Jordan se puso en pie para seguirle, pero luego lo pensó mejor y, levantando la tela que cubría las mochilas, las cogió con la mano y las llevó arrastrando hasta la entrada de la cueva. Dejó una de ellas en el suelo, para levantar la manta, y luego, con la cabeza inclinada y un fardo en cada mano, entró en la cueva, tirando de las correas.
Dentro hacía calor y el aire estaba cargado de humo. Había una mesa a lo largo del muro y sobre ella una vela de sebo en una botella. En la mesa estaban sentados Pablo, tres hombres que Jordan no conocía y Rafael, el gitano. La vela hacía sombras en la pared detrás de ellos. Anselmo permanecía de pie, según había llegado, a la derecha de la mesa. La mujer de Pablo estaba inclinada sobre un fuego de carbón que había en el hogar abierto en un rincón de la cueva. La muchacha, de rodillas a su lado, removía algo en una marmita de hierro. Con la cuchara de madera en el aire, se quedó parada, mirando a Jordan, también de pie a la entrada. Al resplandor del fuego que la mujer atizaba con un soplillo, Jordan vio el rostro de la muchacha, su brazo inmóvil y las gotas que se escurrían de la cuchara y caían en la tartera de hierro.

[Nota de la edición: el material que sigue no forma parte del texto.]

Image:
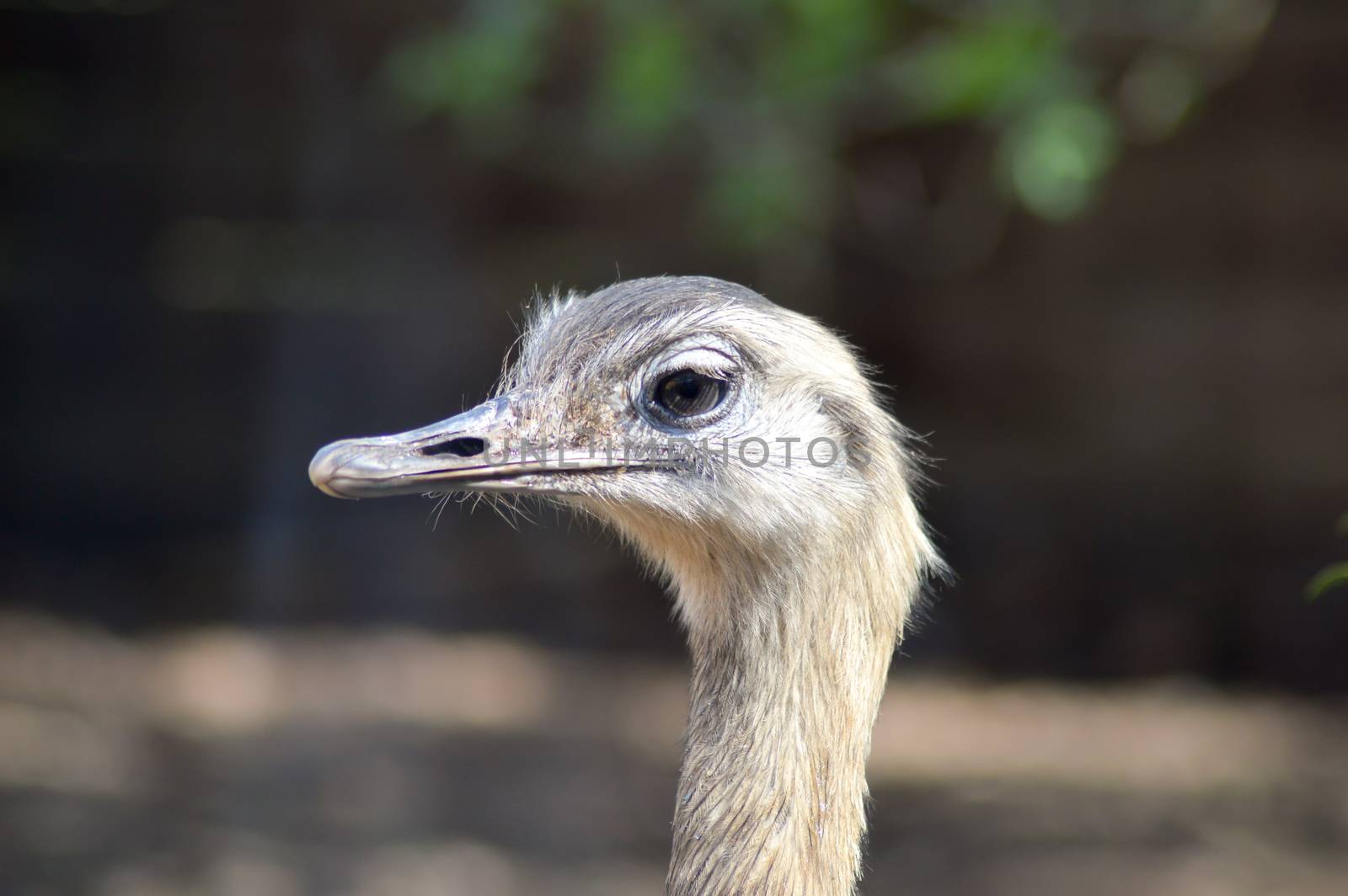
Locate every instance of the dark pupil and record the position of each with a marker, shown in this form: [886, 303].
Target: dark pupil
[689, 394]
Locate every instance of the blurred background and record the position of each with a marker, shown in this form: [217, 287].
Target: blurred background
[1095, 246]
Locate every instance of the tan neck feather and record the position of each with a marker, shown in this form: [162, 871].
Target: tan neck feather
[790, 651]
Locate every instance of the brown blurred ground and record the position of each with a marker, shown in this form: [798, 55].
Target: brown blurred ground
[227, 763]
[216, 680]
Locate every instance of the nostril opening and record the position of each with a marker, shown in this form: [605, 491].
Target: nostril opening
[462, 446]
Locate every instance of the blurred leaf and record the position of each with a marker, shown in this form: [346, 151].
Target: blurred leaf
[765, 192]
[1157, 93]
[479, 72]
[646, 80]
[1328, 579]
[1056, 157]
[981, 71]
[822, 42]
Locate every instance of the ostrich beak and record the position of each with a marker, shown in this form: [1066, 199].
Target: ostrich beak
[478, 451]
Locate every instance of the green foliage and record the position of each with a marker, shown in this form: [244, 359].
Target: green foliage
[1334, 576]
[768, 94]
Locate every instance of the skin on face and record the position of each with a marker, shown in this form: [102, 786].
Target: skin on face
[743, 451]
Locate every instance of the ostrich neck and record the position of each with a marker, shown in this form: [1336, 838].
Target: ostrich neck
[784, 697]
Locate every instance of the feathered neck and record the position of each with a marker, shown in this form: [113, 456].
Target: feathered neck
[790, 650]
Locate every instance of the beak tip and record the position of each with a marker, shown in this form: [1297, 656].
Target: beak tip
[324, 468]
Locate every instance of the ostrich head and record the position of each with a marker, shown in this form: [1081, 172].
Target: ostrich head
[743, 451]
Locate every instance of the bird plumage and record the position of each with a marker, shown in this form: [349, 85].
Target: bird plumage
[793, 576]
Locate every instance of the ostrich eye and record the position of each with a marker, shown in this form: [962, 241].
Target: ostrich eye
[689, 394]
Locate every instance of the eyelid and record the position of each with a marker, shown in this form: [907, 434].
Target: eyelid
[700, 360]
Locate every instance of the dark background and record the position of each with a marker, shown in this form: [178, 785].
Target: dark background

- ¿Qué es eso que traes? -preguntó Pablo.
- Mis cosas -dijo Jordan y dejó los dos fardos un poco separados uno del otro a la entrada de la cueva, en el lado opuesto al de la mesa, que era también el más amplio.
- ¿No puedes dejarlo fuera? -preguntó Pablo.
- Alguien podría tropezar con ellos en la oscuridad -dijo Jordan, y, acercándose a la mesa dejó sobre ella la caja de cigarrillos.
- No me gusta tener dinamita en la cueva -dijo Pablo.